As I’ve said before, the web is now the desktop. I can’t really wrap my brain around the attraction to React Native and TypeScript and I’ve been working with it for over a year now. It’s super popular with developers of all ages and, of course, I’m going with the flow, but I still prefer using the native tools, frameworks, and languages of the platform.

Maybe it’s just time for all platforms to give in and embrace TypeScript and React Native as their preferred platform. At least then they could create really great tooling around it. The arcane, backwards, tooling is part of what I really dislike about using TypeScript and React Native.

Enough complaining.🤣 The app looks pretty nice. I hope it’s extremely useful.

Andrew Cunningham ⦁ Ars Technica

On the hardware front, we didn’t get any updates for existing Surface devices (not counting yesterday’s Surface Laptop Ultra announcement), but we did get something new: the Surface RTX Spark Dev Box is “a compact developer PC” built around Nvidia’s new RTX Spark chip with up to 128GB of built-in memory.

The RTX Spark is getting a lot of ink these days and I’d love to see one in action. Makes me wonder if Apple has any of these running in a lab somewhere in Cupertino?

I’ll bet these things are going to be crazy expensive.🤑

Etiido Uko ⦁ Tom’s Hardware

Microsoft CEO says new AI data centers use as little water annually as a restaurant — closed-loop cooling system aims to slash consumption from millions of gallons as AI infrastructure faces mounting environmental scrutiny

I hope this is a real thing because it would certainly go a long way toward fixing one of the real problems created by Data Centers. Now, provide your own clean, silent running, power and you’ve really got something.

Regard for the natural world and the comfort of people around these places should be the highest priority of any Data Center build. All these folks see is money at any cost.

There won’t be money to make if we’re all dead.😵

HFT University

This isn’t a Rust-is-faster story. It’s a story about how std::unordered_map, std::map, and std::list — the containers every C++ textbook teaches, the ones the committee has shipped since 1998 — are so catastrophically bad for modern hardware that a Rust beginner using default containers demolishes a C++ solution without trying. And how we proved it by systematically replacing each C++ container until parity was reached.

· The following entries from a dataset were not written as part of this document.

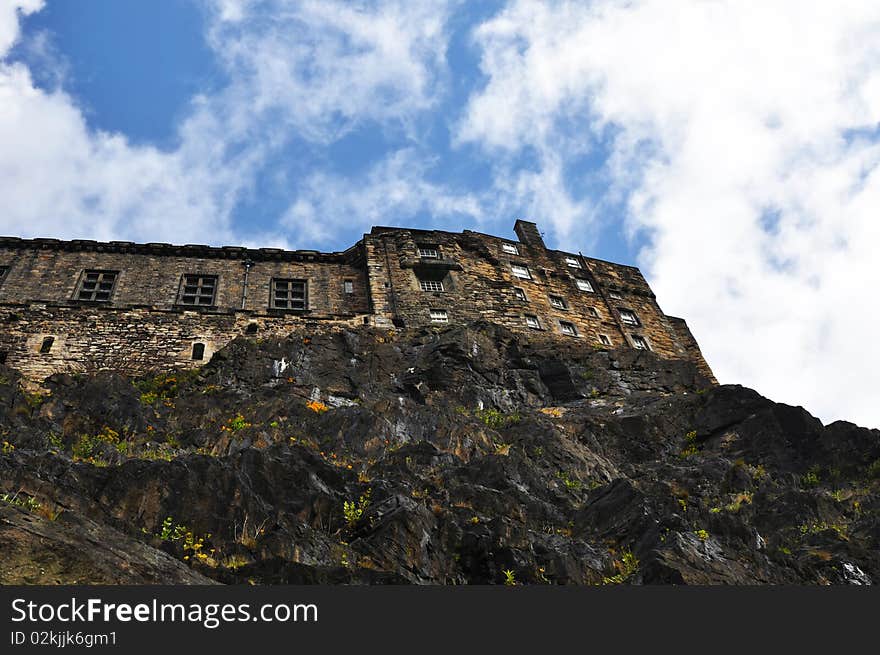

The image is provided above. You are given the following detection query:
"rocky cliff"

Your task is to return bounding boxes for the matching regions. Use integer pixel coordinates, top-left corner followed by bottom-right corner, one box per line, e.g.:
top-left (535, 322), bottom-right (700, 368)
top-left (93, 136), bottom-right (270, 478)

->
top-left (0, 323), bottom-right (880, 584)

To me this is a Rust is faster than C++ story. This is shameful in my eyes as someone who has written a ton of C++ code. At the time I was writing C and C++ code it was as popular as JavaScript and TypeScript are today. It was ubiquitous. The compilers were top notch and constantly improving. Today we have so many great choices, like Rust and Swift. I’d love to see Swift in a head-to-head with Rust using these same tests.

If you want to use an alternative to the standard library (std::) checkout Google’s Abseil. It’s way faster and battle tested.💨

Sean O’Kane ⦁ Tech Crunch

Under the terms of the deal, Google will pay SpaceX $920 million per month from October 2026 through June 2029 for access to “approximately 110,000 NVIDIA GPUs, CPUs, memory, and other related components.”

What’s the deal with these companies going to SpaceX — xAI really — to get compute? I guess all that money spent on getting data centers setup before the pushback was a good idea, but at huge cost to nature and people.

People see Musk as a genius. He’s not. He’s a sociopath who does whatever he wants. You can take that to the bank.